И тут грянул выстрел, женщины, зажимая уши руками, заголосили, комнату заволокло дымом, наступила зловещая тишина, и все устремили взгляд на отца невесты. Он поднял бутылочку из-под лимонада с красным бантом на горловине, потом ему сунули под нос кусок какой-то белой ткани, мать что-то крикнула и принялась бить себя кулаками по голове. Гости замерли на своих местах, кто усмехался ехидно, кто был растерян и смущен, белую ткань перекидывали из рук в руки, потом начался торг из-за какой-то земли, в комнату плотно набился народ, стало тесно и душно — не продохнуть. Позже Николин узнал, что́ именно приключилось на свадьбе, потому что молва скоро докатилась до поместья, но тогда он был ошарашен, подавлен и никак не мог взять в толк, как же после всех этих песен, шуток и смеха вдруг началась такая неразбериха и погасила все веселье, словно это градоносная туча вдруг набухла в ясном небе, обсыпала посевы ледяными камнями и во мгновение ока прижала их к земле. Было мучительно душно, кружилась голова, он хотел спросить Ивана Шибилева, что происходит, но заложника не было, исчезла куда-то и Мона. Он попытался встать и выйти, но позади и вокруг него люди стояли стеной, плотно прижатые друг к другу, точно сросшиеся. Он выбрался только к полуночи, вместе со всеми, вывел кабриолет со двора деда Мяуки и вернулся в поместье.

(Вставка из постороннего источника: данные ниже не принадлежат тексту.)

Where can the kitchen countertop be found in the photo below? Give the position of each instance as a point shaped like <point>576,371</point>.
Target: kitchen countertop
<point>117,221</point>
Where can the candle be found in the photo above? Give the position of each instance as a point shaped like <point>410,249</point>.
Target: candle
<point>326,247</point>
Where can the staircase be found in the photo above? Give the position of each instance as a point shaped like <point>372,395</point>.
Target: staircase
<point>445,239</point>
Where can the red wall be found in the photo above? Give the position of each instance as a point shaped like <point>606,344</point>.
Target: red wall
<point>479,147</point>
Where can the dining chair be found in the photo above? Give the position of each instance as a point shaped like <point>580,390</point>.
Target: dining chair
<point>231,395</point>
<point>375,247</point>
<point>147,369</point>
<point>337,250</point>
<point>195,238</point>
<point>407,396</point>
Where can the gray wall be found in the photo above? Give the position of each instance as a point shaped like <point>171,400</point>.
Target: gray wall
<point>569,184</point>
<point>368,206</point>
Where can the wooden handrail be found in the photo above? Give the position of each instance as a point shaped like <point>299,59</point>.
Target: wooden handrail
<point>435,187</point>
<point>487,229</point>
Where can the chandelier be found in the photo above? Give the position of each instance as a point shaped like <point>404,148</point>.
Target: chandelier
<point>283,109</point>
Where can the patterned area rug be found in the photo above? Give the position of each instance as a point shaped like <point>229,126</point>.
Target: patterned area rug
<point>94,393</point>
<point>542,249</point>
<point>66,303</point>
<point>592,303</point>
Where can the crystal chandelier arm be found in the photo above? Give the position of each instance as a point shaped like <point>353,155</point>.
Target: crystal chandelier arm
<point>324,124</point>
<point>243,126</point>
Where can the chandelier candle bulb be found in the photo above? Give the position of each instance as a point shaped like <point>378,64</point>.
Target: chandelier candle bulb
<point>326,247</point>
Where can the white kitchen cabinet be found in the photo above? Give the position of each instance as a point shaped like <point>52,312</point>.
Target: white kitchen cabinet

К его воспоминаниям об этой свадьбе и о знакомстве с Иваном Шибилевым непрерывно примешивался и образ дочери, как это бывает иногда при телефонных разговорах. Говоришь с кем-то по телефону, и вдруг прорезается незнакомый голос, исчезает и снова вплетается в разговор — сначала слабый и невнятный, потом все более сильный и ясный, пока не завладеет линией целиком, так что ты уже не слышишь своего собеседника. Так и сейчас мысль о дочери вытеснила из сознания Николина те далекие воспоминания — вытеснила, потому что была сильнее. Неделю назад, возвращаясь из овчарни домой, он встретил ее на улице в верхнем конце села. Она была в сером пальто с меховым воротником и какой-то лохматой шапке, в светло-желтых, почти белых сапожках. По этим сапожкам он ее и узнал, иначе они могли бы разминуться. Уже смеркалось, а она шла в темноте вдоль заборов настороженно и быстро, так что сапожки ее мелькали, как язычки пламени.
— Мела, это ты, доченька? — окликнул ее Николин, когда она почти уже прошла мимо.
— Я, — сказала она, останавливаясь, но не подходя к отцу.
Николин сам шагнул к ней навстречу.
— Добро пожаловать, доченька! Наконец-то приехала! А я гляжу — девушка идет, на Мелу мою смахивает, ну, думаю, верно, Мела и есть. Ты что ж мне не написала? Я бы встретил. Как ты ехала?
— На автобусе до Владимирова, а оттуда на попутке.
— Ты что ж, доченька, забыла, где наш дом? Мы в нижнем конце живем. Пойдем скорей, согреешься, а то ты небось промерзла.
Он протянул руку к ее чемоданчику, но она завела его за спину и, помолчав, ответила:
— Я сначала в другое место зайду.
— Куда ж ты пойдешь в темноте? Пошли сначала домой, согреешься, а потом уж выйдешь. Пошли, доченька!
Они шли по улице рядом, Николин не скрывал своей радости и начал ей рассказывать, как в последнее время он часто видит ее во сне, и вот пожалуйте — сон в руку. Спрашивал, останется ли она на праздники, где и кем работает, а девушка отвечала уклончиво и ускоряла шаг. На перекрестке она остановилась, взялась за чемоданчик обеими руками и повернула голову.
— Мне туда.
— Как же так, доченька? Сначала-то домой…
— Ну что ты спрашиваешь! — прервала она его, словно отодвигая с дороги какую-то помеху. — Сказано, у меня дело.
Она сделала несколько шагов, но остановилась, постояла спиной к нему, потом стала медленно поворачиваться. Ее лицо, затканное темной паутиной сумерек, казалось совершенно белым, а на месте глаз — черные провалы.
— Если уж ты так хочешь знать, куда я иду, я скажу тебе. Я иду к Ивану Шибилеву.
Слова ее хлестнули его по лицу, он закрыл глаза, а когда опомнился и захотел спросить, надолго ли она идет к Ивану Шибилеву, ее уже рядом не было. Она исчезла быстро и бесшумно, словно стала невидимкой или взлетела, как птица.